Initially, the scientists succeeded in activating the factors in isolated heart muscle cells from the transgenic mice. As a result, the cells gradually divided again. When the factors were switched on, many genes involved in cell division and metabolic control were also active in the mice after six weeks. When factor expression was switched off again, the heart functioned unchanged. However, if the factors were active for a longer period of time, the heart changed significantly and irreversibly, leading to impaired function. With permanent activation, the heart muscle cells even lost their original identity and heart tumors formed.
Balancing act between regeneration and cancer development
The researchers then examined whether the four stem cell factors can also trigger repair processes in the damaged heart. “In an infarct model, regeneration processes set in with factor expression turned on in a controlled manner. Compared to control animals, the infarct scar was significantly smaller, ”said Kim. Cardiac output also improved if the expression of the factors was switched on briefly before or shortly after a heart attack.

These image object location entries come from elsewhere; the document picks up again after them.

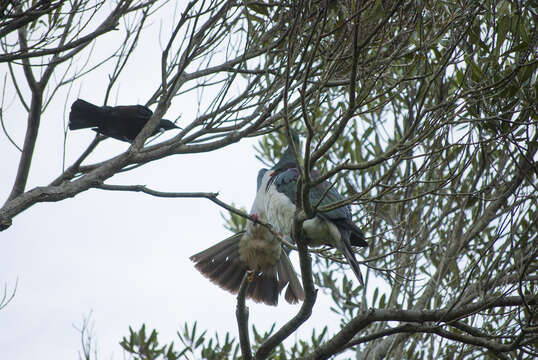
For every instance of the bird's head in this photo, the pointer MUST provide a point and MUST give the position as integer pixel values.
(166, 125)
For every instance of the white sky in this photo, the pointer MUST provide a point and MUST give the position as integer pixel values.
(121, 256)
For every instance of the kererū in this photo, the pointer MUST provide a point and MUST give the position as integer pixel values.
(119, 122)
(257, 250)
(334, 227)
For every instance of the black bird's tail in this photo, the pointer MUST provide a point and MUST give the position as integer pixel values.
(221, 264)
(84, 115)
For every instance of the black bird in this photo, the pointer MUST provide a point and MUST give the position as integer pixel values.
(119, 122)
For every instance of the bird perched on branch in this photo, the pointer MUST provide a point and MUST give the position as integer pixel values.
(119, 122)
(256, 250)
(333, 227)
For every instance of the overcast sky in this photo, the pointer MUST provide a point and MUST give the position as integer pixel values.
(123, 257)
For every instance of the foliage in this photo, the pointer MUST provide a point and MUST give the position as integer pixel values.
(422, 113)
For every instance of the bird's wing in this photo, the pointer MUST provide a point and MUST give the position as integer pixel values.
(321, 195)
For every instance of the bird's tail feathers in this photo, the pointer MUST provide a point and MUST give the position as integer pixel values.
(357, 236)
(286, 273)
(84, 115)
(222, 265)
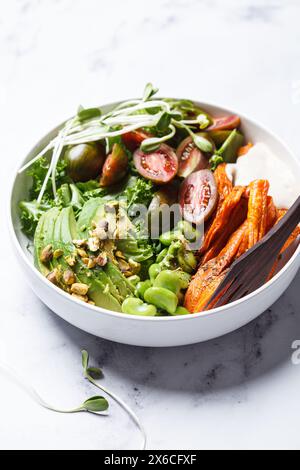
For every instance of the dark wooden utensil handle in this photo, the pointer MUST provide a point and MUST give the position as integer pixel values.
(279, 234)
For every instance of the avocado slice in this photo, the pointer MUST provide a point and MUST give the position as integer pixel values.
(123, 285)
(101, 288)
(44, 236)
(86, 216)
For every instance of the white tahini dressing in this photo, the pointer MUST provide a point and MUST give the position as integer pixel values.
(261, 163)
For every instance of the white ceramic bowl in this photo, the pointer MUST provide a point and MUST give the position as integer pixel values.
(160, 331)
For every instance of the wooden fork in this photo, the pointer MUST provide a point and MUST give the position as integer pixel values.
(251, 270)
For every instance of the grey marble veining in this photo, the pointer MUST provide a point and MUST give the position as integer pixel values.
(238, 391)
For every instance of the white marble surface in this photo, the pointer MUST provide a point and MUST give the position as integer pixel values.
(240, 391)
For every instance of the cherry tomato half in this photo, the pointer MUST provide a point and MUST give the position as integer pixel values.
(198, 196)
(225, 123)
(85, 161)
(132, 140)
(160, 166)
(190, 158)
(115, 166)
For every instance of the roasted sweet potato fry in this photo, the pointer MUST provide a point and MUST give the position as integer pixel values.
(224, 184)
(257, 211)
(272, 214)
(210, 275)
(238, 217)
(223, 218)
(245, 149)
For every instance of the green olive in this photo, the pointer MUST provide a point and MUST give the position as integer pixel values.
(85, 161)
(180, 311)
(168, 280)
(162, 298)
(154, 271)
(141, 288)
(133, 306)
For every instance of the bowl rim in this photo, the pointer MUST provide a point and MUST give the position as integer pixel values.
(120, 315)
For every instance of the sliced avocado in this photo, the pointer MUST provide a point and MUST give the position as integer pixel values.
(44, 237)
(229, 150)
(124, 287)
(68, 229)
(99, 292)
(39, 245)
(86, 216)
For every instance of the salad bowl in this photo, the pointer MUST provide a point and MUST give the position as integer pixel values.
(152, 331)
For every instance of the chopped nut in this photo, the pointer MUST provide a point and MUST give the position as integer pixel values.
(71, 260)
(119, 254)
(53, 277)
(57, 254)
(127, 273)
(135, 267)
(100, 233)
(124, 266)
(93, 244)
(46, 254)
(69, 277)
(101, 260)
(83, 298)
(92, 263)
(79, 288)
(80, 243)
(82, 253)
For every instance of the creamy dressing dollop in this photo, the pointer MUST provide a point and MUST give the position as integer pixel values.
(261, 163)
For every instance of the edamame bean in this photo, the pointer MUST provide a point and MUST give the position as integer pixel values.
(187, 261)
(134, 280)
(188, 231)
(154, 271)
(162, 298)
(180, 311)
(169, 280)
(141, 288)
(168, 237)
(133, 306)
(162, 255)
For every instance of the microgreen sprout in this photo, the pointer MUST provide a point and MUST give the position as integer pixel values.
(94, 405)
(89, 125)
(90, 373)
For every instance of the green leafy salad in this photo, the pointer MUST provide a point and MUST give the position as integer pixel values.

According to Braun, Director at the Max Planck Institute, the study demonstrates that the therapeutic restoration of organ functions in tissues with poor regenerative capacity can be successful if cells incapable of dividing are restored to their ability to divide. “The fact that we have observed tumor growth in the heart under certain conditions also shows that there is still a long way to go before clinical application. Our findings indicate a natural contrast between regeneration and cancer development. Organs that regenerate well and have a high rate of cell division show a high risk of cancer, while those that regenerate poorly, like the heart, have a low risk of cancer. If the ability to regenerate is increased therapeutically, the risk of cancer also increases. Unfortunately, nothing in life is free ”.
Original Study: Reversible reprogramming of cardiomyocytes to a fetal state drives heart regeneration in mice. Chen Y, Lüttmann FF, Schoger E, Schöler HR, Zelarayán LC, Kim KP, Haigh JJ, Kim J, Braun T. Science. 2021 Sep 24;373(6562):1537-1540. DOI: 10.1126/science.abg5159.
Source: Press Release Max-Planck-Institut für Herz- und Lungenforschung
This scientific publication was selected as Paper of the Month October 2021 by the DZHK Board of Directors.
Background information: Why does the heart heal so badly?
The mammalian heart is a high-performance organ. Reliable and adapted to the respective needs, it pumps blood through the body at a relatively high pressure. It is assumed that in the course of evolution this performance was bought at the expense of the organ's ability to regenerate as much as possible.
The reason for this could be that the individual heart muscle cells are permanently and very closely connected to form a so-called electrical syncytium. The individual cells are connected to one another via cell-cell contacts so that the electrical excitation line necessary for heart contraction can run in a controlled manner. New cardiac muscle cells produced by cell division could disrupt this physiological process and bring the heart out of rhythm..
Accordingly, unlike organs with a high regenerative capacity, there are no dividable, regenerative stem cells in the heart. The disadvantage: If parts of the heart muscle are damaged, as is the case with a heart attack, for example, the heart lacks the ability to heal itself. Functional regeneration of the damaged heart therefore usually does not take place.